Secondo le prime stime dell’OIV per il 2014, la produzione mondiale di vino, esclusi succhi e mosti, arriverebbe a 271 milioni di ettolitri, con un calo del 6% rispetto al 2013.
Il direttore generale dell’OIV ha messo in evidenza anche il consolidamento del consumo mondiale, stimato allo stato attuale in 243 Milioni di ettolitri.
La Francia torna al primo posto tra i produttori del mondo (46,2 Mio hl, +10% rispetto al 2013), l’Italia registra una produzione scarsa (44,4 Mio hl, -15% rispetto al 2013), la Spagna torna a un livello di produzione di vino medio (37 Mio hl) dopo un’annata record (oltre 45 Mio hl nel 2013) e una forte crescita della produzione di vino in Germania (9,7 Mio hl, +16%).
In Europa orientale si registra un calo in Bulgaria, Romania e Slovacchia rispetto al 2013 (rispettivamente -30, -20 e -16%), a causa di condizioni climatiche particolarmente sfavorevoli.
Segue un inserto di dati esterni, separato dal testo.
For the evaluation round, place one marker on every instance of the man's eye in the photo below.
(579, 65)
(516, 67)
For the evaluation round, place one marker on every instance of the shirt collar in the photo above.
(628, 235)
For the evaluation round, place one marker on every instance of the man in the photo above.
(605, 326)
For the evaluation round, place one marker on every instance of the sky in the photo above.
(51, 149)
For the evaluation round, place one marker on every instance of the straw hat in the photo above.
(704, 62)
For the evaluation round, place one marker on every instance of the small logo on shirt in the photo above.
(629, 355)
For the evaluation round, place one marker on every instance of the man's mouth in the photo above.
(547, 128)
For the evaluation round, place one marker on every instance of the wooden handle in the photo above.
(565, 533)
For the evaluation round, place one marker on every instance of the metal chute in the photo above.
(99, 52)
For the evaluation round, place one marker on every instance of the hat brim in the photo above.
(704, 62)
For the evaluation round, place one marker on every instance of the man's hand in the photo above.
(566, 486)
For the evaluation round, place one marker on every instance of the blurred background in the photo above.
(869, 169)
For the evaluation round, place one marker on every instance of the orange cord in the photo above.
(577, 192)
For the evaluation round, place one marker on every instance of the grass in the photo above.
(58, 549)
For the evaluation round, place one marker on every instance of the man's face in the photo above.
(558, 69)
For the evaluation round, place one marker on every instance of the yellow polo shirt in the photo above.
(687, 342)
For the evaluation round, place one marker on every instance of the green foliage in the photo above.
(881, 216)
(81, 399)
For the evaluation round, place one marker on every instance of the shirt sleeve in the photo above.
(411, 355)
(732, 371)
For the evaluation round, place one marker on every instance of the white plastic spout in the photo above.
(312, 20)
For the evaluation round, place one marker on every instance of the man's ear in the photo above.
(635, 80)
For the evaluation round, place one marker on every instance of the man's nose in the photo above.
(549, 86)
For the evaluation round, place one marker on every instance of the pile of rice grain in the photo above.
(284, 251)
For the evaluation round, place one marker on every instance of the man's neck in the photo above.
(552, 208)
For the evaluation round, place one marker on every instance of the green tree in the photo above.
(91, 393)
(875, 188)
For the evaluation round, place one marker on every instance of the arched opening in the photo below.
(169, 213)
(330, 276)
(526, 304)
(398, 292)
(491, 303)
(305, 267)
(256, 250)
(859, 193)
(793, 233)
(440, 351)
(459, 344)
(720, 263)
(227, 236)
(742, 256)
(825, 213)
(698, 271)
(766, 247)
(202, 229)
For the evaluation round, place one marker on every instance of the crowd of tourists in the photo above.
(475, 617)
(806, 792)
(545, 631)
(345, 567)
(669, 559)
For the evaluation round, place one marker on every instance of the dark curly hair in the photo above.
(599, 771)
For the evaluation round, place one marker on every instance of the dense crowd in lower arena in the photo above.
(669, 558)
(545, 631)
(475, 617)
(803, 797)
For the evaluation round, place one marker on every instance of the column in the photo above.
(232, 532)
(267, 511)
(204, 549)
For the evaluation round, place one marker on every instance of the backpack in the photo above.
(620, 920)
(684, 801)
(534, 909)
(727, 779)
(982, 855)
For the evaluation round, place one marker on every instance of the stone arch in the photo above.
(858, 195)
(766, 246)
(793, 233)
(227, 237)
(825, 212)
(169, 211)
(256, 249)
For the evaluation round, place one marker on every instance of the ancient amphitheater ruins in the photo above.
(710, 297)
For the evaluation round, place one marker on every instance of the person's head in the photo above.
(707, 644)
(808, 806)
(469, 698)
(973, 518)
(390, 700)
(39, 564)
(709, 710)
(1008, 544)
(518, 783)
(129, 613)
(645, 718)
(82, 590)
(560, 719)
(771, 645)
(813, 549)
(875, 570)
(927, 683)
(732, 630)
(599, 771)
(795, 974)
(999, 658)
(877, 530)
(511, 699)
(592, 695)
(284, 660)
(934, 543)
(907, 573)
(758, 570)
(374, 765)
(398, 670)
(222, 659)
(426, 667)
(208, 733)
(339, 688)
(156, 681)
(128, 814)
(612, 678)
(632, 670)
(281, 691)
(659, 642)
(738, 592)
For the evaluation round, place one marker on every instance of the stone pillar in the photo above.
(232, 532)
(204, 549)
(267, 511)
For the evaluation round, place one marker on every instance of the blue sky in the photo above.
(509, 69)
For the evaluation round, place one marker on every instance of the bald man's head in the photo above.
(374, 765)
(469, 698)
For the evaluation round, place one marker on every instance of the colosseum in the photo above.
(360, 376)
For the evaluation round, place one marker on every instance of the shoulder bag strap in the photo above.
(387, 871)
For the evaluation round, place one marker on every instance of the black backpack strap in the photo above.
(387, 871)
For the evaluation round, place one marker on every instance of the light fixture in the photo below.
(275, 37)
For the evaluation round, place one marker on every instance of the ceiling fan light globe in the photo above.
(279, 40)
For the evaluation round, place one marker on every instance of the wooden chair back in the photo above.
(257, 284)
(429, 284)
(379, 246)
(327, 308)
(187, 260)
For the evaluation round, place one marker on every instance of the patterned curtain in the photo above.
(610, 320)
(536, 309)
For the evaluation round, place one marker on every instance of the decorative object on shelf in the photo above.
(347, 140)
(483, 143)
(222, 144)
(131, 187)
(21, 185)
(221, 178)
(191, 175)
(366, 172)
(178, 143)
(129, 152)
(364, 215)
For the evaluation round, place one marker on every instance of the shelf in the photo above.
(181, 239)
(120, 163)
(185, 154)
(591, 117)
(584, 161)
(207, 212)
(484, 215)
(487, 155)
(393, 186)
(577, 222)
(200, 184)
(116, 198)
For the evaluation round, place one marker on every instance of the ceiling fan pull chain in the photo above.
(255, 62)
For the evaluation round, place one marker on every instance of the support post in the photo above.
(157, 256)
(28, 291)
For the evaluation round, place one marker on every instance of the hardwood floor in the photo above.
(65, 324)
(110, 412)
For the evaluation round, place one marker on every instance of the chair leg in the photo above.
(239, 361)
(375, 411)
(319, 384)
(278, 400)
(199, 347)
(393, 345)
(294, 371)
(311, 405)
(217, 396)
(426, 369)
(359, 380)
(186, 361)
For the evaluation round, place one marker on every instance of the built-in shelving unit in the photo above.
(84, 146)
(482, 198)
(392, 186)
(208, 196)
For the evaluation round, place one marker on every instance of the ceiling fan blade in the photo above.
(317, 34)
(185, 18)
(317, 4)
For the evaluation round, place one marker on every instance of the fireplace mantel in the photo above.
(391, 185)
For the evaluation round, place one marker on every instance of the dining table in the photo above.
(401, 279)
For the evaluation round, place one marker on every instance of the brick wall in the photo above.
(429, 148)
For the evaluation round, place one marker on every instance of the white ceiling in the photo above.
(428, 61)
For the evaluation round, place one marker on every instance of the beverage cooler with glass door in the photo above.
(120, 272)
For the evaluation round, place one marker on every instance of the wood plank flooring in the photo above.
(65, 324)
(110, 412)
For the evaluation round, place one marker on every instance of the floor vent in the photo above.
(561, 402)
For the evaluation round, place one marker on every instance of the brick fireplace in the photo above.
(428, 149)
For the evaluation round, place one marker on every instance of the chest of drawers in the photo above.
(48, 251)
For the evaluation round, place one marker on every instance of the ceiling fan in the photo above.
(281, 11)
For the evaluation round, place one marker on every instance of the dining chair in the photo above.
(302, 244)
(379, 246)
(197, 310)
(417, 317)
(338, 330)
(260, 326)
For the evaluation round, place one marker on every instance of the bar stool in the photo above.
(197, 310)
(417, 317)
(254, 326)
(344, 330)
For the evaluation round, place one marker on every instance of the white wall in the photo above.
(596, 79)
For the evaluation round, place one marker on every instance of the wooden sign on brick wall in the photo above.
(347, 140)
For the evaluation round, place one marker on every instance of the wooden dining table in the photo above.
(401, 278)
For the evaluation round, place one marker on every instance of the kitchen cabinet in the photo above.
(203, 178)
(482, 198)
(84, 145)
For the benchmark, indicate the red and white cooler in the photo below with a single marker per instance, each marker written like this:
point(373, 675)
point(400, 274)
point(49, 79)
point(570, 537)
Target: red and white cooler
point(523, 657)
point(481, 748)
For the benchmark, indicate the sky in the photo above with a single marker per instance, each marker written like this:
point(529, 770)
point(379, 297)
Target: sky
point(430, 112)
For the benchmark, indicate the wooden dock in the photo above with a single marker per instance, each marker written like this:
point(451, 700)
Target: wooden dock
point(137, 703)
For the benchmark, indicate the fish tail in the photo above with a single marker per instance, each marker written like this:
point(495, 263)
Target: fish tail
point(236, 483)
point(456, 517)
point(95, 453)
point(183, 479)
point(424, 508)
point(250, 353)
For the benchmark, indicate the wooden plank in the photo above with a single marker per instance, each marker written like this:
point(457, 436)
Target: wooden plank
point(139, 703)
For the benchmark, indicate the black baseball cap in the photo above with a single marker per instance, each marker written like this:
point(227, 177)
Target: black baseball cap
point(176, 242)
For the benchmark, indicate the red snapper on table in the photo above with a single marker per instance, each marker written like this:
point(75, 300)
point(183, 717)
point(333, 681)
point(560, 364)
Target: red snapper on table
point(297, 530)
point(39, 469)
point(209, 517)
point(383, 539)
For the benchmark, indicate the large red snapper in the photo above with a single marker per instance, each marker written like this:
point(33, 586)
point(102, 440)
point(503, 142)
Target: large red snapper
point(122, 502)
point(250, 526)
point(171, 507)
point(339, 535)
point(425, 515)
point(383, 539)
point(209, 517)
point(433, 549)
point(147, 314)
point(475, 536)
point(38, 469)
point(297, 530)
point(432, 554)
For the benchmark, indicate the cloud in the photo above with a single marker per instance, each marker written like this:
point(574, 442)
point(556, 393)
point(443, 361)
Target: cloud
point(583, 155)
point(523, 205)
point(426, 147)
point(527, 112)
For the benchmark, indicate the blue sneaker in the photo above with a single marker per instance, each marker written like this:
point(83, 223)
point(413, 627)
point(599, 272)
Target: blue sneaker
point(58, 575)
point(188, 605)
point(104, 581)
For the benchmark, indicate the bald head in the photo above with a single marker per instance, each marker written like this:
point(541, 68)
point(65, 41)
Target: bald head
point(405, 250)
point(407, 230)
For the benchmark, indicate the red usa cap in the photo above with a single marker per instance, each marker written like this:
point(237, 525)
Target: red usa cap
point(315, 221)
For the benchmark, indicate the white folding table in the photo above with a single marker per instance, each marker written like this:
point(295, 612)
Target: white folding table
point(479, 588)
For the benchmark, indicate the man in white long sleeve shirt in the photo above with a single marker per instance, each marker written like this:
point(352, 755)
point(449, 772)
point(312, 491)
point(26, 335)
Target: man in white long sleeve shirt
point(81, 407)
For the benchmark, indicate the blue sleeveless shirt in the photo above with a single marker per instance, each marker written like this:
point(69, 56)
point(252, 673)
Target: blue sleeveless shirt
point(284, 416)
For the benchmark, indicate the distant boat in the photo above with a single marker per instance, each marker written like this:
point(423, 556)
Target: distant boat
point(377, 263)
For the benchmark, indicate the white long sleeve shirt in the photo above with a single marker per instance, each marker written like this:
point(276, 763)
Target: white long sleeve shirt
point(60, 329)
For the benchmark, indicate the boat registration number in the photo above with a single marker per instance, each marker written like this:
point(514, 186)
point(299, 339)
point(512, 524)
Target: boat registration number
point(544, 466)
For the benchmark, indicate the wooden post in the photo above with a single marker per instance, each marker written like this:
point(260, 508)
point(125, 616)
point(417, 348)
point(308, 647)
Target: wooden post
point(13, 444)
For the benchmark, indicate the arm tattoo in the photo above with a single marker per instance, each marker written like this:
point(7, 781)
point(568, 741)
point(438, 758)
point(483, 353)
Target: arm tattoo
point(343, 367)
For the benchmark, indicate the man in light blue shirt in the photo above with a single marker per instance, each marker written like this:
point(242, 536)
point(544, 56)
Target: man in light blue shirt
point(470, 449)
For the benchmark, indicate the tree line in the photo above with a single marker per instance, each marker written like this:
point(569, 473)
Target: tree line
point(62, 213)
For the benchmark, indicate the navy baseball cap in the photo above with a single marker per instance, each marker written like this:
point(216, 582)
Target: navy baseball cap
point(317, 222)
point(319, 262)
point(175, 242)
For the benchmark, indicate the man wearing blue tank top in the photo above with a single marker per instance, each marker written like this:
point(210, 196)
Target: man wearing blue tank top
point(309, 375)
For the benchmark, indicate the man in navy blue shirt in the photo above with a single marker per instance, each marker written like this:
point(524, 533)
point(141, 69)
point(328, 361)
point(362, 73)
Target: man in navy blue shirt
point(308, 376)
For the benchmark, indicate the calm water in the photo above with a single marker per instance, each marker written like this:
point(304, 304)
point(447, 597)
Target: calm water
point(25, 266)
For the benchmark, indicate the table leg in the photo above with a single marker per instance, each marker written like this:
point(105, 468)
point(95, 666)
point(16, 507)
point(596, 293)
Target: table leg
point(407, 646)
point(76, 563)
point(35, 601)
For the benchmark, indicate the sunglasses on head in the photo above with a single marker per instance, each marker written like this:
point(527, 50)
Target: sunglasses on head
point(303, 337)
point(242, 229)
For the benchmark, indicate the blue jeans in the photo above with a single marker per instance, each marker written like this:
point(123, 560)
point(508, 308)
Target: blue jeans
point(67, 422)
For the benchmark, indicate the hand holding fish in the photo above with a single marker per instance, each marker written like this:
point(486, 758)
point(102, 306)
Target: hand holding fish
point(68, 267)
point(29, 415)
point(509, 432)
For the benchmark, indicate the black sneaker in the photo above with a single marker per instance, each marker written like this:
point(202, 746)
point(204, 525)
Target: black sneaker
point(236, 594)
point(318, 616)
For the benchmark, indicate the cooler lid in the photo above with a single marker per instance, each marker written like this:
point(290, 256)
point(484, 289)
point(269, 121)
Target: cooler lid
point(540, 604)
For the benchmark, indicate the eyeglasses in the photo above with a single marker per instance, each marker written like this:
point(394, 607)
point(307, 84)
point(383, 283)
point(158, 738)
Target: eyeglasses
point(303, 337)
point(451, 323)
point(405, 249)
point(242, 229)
Solo l’Ungheria mantiene il livello di produzione di vino 2013 anche nel 2014, con 2,7 Mio hl.
Altrove nell’UE, le tendenze sono generalmente al ribasso, come in Croazia (-30%/2013, con una produzione di vino leggermente inferiore a 1 Mio hl) o, in misura minore, in Portogallo e in Grecia, con 5,9 Mio hl (-6%/2013) e 2,9 Mio hl (-13%/2013) rispettivamente.
Gli Stati Uniti registrano un livello di produzione elevato, e ciò nonostante gli effetti negativi del terremoto di agosto e le condizioni climatiche avverse di settembre in California. La produzione 2014 è di circa 22,5 Mio hl.
Nell’emisfero australe si osservano evoluzioni contrastanti: il Cile, dopo due annate record nel 2012 e 2013, assiste a un calo della sua considerevole produzione: -2,8 Mio hl (-22%/2013), ma si manterrebbe stabile a 10 Mio hl, mentre in Argentina la produzione vinificata cresce leggermente: 15,2 Mio hl (+1%/2013). Il Sud Africa raggiungerebbe una produzione vinificata di 11,4 Mio hl (+4% rispetto al 2013). In Oceania, la produzione 2014 della Nuova Zelanda stabilirebbe un nuovo record, raggiungendo i 3,2 Mio hl (+29% rispetto al record precedente 2013: 2,5 Mio hl), mentre in Australia la produzione 2014 sembra marcare una leggera crescita rispetto a quella del 2013 (12,6 Mio hl rispetto a 12,3 Mio hl).